Würde die SNB, die von ihr gehaltenen Anleihen auslaufen lassen oder Aktien verkaufen um die Bilanz zu reduzieren, hätte sie zunächst Euro oder US-Dollar Fremdwährung- Diese muss sie dann in Schweizer Franken zurücktauschen. Ohne Auswirkungen auf den Wechselkurs ist dies nicht möglich. Und damit geriete eine Bilanzreduktion in einen Konflikt mit der aktuellen Geldpolitik. Wie könnte die SNB glaubhaft machen, dass sie den Franken weiter für hochbewertet hält, wenn sie ihn selbst zurückkauft? Auch die Interventionsbereitschaft würde als geldpolitisches Instrument wegfallen. Denn sobald es sich herausstellte oder sogar signalisiert würde, dass die SNB eine Bilanzsumme von beispielsweise 850 Mrd. CHF nicht überschreiten möchte oder sogar zurückfahren möchte, wäre ebenfalls klar, dass sie nicht zu unbeschränkten Interventionen bereit ist. Ähnliches gilt, wenn die SNB beispielsweise bei einem Wechselkurs von 1.18 CHF/EUR Devisen verkauft. Sie könnte dann kaum bei einem Kurs von 1.10 CHF/EUR wieder gegen den Franken intervenieren, falls sie das für richtig hielte. Erneut, die SNB ist kein Hedge Fund. Interventionen für und gegen den Franken machen nur Sinn, wenn deutliche Fehlbewertungen vorliegen, die entweder zu zu niedriger oder zu hoher Inflation zu führen drohen. Das heisst auch, dass eine Bilanzrückführung erst dann zu erwarten ist, wenn eine zu starke inländische Inflation eine Verringerung der Geldmenge nahe legen würde oder wenn ein zu schwacher Franken zu einer unerwünscht hohen importierten Inflation führt. Absehbar ist beides so schnell nicht.

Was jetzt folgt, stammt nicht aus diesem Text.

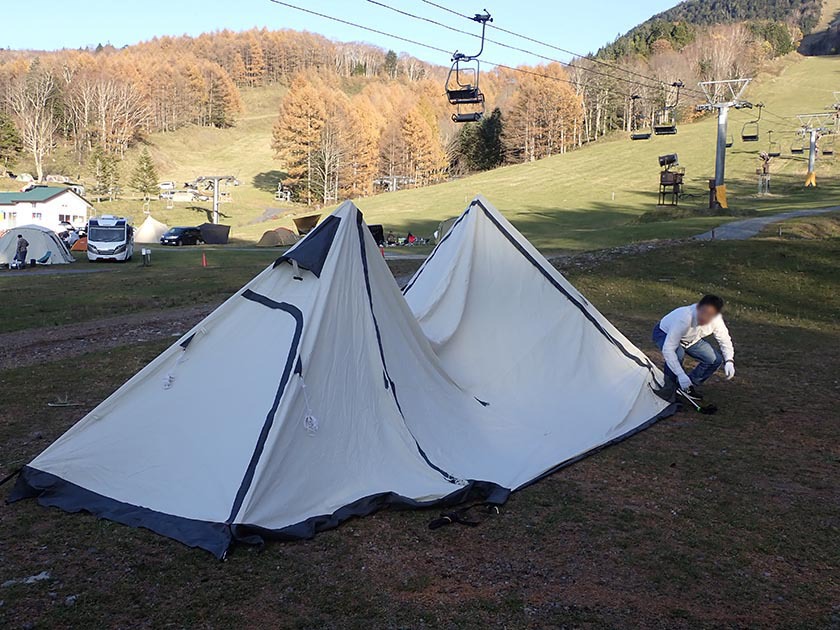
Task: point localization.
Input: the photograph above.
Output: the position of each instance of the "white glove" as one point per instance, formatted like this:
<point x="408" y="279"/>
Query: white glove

Entwickeln sich Wechselkurse und Inflationsraten eher in ruhigen Bahnen, dann dürfte wohl wieder die Zinspolitik das Hauptinstrument einer geldpolitischen Straffung werden. Einfach lässt sich auch dies nicht bedienen. Schliesslich sind die Zinsdifferenzen zum Euroraum sehr gering. Eine Zinsanhebung in der Schweiz könnte leicht die geringen Zinsunterschiede komplett nivellieren. Sollte die wirtschaftliche oder Lage in Europa oder global wieder etwas rauer werden und sichere Häfen wie der Schweizer Franken gesucht werden, dann würde kein Renditenachteil starke Kapitalzuflüsse in den Franken aufhalten. Die Konsequenz wäre dann eine erneute Bilanzausweitung. Selbst wenn die Inflation in der Schweiz in den nächsten Quartalen stärker ansteigen sollte als in der Währungsunion, spricht einiges dafür, dass die SNB ihre Zinsen nicht leichtfertig vor der EZB erhöht. Im 2. Quartal 2019 dürfte es bei der EZB so weit sein und im 2. Halbjahr 2019 daher dann bei der SNB, vorausgesetzt Konjunktur und Inflation entwickeln sich so erfreulich weiter wie bislang.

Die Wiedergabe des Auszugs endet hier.